Ya dijimos: los “elementos inhumanos” que cargamos dentro. ¿Y la “Sal Roja”?, Ya lo dijimos: es ese “AZUFRE ARSENICADO”,  el fuego, dijéramos, del “Kundartiguador. Todo eso hay que eliminarlo, pero los trabajos deben hacerse en forma consciente. No se deben hacer esfuerzos cuando no es necesario, o no se deben hacer esfuerzos (en tal o cual sentido) más allá de lo necesario. Cuando los esfuerzos se tornan mecánicos ya no sirven, y eso es algo que no debemos nunca olvidar.

Podría objetársenos, por ejemplo, que no hay necesidad, o que por qué insistimos nosotros demasiado en la cuestión, pues, relacionada con la transmutación sexual (sería base más que seria para insistir en eso). Pensemos en que el Sagrado Sol Absoluto, por ejemplo, se disolvería si no hubiera creado el Universo.
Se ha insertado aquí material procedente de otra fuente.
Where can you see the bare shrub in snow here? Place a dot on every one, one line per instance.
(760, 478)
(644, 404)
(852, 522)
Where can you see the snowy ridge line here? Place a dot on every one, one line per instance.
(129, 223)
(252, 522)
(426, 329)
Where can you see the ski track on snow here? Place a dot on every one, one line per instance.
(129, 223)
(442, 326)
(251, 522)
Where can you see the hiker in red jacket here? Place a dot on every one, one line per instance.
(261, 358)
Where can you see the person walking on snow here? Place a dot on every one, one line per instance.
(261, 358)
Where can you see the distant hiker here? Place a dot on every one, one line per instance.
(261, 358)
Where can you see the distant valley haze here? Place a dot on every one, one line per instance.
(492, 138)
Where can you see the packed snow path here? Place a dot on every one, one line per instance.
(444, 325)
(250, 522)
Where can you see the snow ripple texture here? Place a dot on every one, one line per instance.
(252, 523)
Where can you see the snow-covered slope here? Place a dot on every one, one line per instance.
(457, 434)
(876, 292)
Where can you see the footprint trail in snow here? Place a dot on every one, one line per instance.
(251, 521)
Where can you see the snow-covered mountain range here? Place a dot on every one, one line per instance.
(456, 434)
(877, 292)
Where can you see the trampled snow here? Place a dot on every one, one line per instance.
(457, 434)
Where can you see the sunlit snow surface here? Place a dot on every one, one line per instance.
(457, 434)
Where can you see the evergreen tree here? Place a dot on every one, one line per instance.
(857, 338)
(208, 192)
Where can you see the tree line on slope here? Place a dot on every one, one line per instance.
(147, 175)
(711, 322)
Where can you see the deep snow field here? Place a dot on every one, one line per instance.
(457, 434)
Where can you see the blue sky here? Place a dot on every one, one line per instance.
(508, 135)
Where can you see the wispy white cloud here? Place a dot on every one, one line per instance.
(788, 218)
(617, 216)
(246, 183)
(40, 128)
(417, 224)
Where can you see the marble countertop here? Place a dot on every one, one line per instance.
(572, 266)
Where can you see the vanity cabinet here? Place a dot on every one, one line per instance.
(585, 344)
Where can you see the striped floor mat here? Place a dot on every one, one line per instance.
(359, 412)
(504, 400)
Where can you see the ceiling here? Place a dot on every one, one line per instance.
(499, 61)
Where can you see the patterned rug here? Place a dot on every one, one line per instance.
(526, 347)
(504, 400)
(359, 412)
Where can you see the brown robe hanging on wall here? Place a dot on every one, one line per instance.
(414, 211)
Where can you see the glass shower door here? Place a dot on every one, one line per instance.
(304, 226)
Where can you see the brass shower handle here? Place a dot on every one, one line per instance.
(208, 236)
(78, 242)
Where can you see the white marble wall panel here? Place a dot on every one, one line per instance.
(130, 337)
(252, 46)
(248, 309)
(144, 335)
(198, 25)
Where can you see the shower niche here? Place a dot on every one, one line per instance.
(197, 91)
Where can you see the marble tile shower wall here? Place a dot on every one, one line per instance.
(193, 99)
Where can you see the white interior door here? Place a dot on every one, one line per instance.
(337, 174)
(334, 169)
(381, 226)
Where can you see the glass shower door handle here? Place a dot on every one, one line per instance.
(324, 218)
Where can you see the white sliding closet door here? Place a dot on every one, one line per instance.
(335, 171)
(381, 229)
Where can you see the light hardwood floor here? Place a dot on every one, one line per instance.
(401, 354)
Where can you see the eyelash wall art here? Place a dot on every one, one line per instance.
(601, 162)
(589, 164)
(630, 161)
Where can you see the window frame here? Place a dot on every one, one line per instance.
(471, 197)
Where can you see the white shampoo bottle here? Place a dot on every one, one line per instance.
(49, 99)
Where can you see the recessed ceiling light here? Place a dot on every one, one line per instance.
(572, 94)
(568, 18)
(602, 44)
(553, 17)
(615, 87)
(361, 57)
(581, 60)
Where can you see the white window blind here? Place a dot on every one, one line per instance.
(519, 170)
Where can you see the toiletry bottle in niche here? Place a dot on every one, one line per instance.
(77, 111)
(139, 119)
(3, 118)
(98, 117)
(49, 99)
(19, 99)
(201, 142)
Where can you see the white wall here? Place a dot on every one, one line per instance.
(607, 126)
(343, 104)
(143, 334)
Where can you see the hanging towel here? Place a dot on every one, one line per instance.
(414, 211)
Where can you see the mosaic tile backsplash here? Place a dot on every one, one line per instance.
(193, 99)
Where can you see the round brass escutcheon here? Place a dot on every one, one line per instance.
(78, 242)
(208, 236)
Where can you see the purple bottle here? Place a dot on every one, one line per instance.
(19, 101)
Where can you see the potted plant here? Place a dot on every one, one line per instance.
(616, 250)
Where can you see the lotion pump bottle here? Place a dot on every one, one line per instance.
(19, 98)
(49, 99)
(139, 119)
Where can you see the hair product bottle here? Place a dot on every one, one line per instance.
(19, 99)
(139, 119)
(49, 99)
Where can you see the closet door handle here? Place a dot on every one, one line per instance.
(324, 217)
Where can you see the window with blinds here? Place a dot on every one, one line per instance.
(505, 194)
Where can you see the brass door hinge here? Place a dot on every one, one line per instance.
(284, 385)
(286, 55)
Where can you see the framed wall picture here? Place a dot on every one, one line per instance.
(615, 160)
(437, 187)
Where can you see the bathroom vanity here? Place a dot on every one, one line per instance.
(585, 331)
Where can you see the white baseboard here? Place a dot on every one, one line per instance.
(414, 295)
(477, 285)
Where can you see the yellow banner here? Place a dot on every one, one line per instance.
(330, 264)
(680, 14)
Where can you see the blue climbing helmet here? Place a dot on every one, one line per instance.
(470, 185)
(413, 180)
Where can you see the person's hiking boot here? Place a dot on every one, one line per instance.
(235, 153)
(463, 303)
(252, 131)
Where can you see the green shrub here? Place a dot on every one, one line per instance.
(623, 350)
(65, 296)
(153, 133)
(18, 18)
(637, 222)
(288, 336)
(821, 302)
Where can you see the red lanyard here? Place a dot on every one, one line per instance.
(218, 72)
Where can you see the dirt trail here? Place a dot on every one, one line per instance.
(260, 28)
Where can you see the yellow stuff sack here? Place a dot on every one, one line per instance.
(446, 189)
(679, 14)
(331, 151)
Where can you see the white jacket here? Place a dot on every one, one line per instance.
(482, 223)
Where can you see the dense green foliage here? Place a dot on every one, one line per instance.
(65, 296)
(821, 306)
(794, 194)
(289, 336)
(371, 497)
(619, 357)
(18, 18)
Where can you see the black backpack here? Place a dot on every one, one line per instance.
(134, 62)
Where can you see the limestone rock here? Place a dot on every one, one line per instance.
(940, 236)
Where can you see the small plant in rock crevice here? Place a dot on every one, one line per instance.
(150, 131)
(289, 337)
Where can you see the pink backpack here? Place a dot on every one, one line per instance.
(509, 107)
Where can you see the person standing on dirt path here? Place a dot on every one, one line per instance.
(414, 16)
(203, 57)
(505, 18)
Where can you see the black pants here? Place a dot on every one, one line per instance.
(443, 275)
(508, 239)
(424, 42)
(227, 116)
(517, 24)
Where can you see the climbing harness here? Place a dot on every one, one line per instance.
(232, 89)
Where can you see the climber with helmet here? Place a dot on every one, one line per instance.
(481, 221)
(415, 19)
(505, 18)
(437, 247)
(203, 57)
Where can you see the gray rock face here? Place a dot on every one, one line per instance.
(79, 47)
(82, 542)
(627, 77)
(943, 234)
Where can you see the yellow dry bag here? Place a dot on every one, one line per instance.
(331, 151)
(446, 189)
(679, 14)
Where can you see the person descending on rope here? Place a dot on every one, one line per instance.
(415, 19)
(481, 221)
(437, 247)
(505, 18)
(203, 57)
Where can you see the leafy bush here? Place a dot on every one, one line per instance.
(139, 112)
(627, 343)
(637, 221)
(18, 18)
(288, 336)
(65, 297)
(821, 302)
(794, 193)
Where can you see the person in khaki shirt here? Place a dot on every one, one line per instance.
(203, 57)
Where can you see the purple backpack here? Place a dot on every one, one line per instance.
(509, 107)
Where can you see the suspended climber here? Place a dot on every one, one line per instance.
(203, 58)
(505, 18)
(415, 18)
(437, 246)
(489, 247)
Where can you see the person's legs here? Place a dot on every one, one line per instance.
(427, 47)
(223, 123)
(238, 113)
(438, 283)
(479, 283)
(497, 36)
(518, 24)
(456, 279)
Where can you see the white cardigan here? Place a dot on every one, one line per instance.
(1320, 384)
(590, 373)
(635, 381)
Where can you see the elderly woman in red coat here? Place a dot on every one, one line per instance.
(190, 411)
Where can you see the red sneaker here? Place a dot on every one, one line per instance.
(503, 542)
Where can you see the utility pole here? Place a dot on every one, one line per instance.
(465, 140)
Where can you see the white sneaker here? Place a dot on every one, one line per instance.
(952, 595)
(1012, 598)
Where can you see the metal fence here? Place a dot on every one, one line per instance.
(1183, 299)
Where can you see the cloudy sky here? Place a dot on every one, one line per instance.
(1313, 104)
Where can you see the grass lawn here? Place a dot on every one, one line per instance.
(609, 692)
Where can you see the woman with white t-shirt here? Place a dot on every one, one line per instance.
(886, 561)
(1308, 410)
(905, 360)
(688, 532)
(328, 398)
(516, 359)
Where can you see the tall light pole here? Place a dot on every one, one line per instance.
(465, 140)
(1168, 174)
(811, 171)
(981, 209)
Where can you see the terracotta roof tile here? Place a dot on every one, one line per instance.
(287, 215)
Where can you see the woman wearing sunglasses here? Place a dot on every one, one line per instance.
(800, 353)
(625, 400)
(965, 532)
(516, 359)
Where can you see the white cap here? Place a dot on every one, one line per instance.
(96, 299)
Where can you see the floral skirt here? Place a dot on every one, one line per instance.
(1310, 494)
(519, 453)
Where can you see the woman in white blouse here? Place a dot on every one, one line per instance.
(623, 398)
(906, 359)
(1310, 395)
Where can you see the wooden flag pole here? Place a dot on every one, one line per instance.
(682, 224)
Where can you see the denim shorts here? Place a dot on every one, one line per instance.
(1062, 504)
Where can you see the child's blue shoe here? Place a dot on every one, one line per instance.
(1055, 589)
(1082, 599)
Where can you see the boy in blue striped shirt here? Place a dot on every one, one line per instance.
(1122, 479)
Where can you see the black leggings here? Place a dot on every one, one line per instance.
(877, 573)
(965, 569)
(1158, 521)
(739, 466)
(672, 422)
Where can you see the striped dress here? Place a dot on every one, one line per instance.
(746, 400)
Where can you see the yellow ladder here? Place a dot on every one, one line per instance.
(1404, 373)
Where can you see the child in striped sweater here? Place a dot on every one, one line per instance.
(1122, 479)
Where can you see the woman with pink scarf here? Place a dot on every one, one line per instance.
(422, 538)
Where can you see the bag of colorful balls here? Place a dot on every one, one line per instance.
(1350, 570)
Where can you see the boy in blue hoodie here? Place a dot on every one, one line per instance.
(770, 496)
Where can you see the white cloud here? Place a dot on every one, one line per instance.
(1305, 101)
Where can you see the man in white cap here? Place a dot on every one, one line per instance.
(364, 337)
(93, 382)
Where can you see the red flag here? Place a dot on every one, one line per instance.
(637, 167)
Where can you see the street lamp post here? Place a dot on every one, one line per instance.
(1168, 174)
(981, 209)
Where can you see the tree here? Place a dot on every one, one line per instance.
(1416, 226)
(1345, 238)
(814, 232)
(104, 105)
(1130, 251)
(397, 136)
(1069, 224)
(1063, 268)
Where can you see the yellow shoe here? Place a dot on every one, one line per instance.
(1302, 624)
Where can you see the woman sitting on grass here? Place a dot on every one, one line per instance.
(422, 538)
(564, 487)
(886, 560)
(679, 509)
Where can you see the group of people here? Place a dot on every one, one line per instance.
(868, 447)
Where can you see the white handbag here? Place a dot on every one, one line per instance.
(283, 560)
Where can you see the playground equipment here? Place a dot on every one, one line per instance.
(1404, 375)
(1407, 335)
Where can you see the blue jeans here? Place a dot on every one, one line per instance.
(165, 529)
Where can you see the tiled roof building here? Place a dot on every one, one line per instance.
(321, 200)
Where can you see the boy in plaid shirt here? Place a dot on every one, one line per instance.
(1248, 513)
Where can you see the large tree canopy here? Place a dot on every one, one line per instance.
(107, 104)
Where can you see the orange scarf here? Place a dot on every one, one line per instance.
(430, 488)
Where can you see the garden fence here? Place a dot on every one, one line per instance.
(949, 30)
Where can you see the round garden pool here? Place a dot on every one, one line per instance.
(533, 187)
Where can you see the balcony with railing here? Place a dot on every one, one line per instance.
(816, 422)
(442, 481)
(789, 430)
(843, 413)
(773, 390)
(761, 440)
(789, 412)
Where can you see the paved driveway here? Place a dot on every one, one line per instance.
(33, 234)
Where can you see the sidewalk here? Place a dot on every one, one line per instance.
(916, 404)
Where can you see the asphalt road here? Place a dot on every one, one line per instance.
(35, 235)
Fue necesario que el Logos creara el Universo para que el Sagrado Sol Absoluto se sustentara. Esto significa que la fuerza que viene del Sagrado Sol Absoluto, al chocar contra este Universo que fue creado, repercute o recibe un “Shock” y regresa al Logos multiplicada. Al regresar al Sagrado Sol Absoluto multiplicada, entonces esa vida la recibe ese Sol y se sostiene, vive. 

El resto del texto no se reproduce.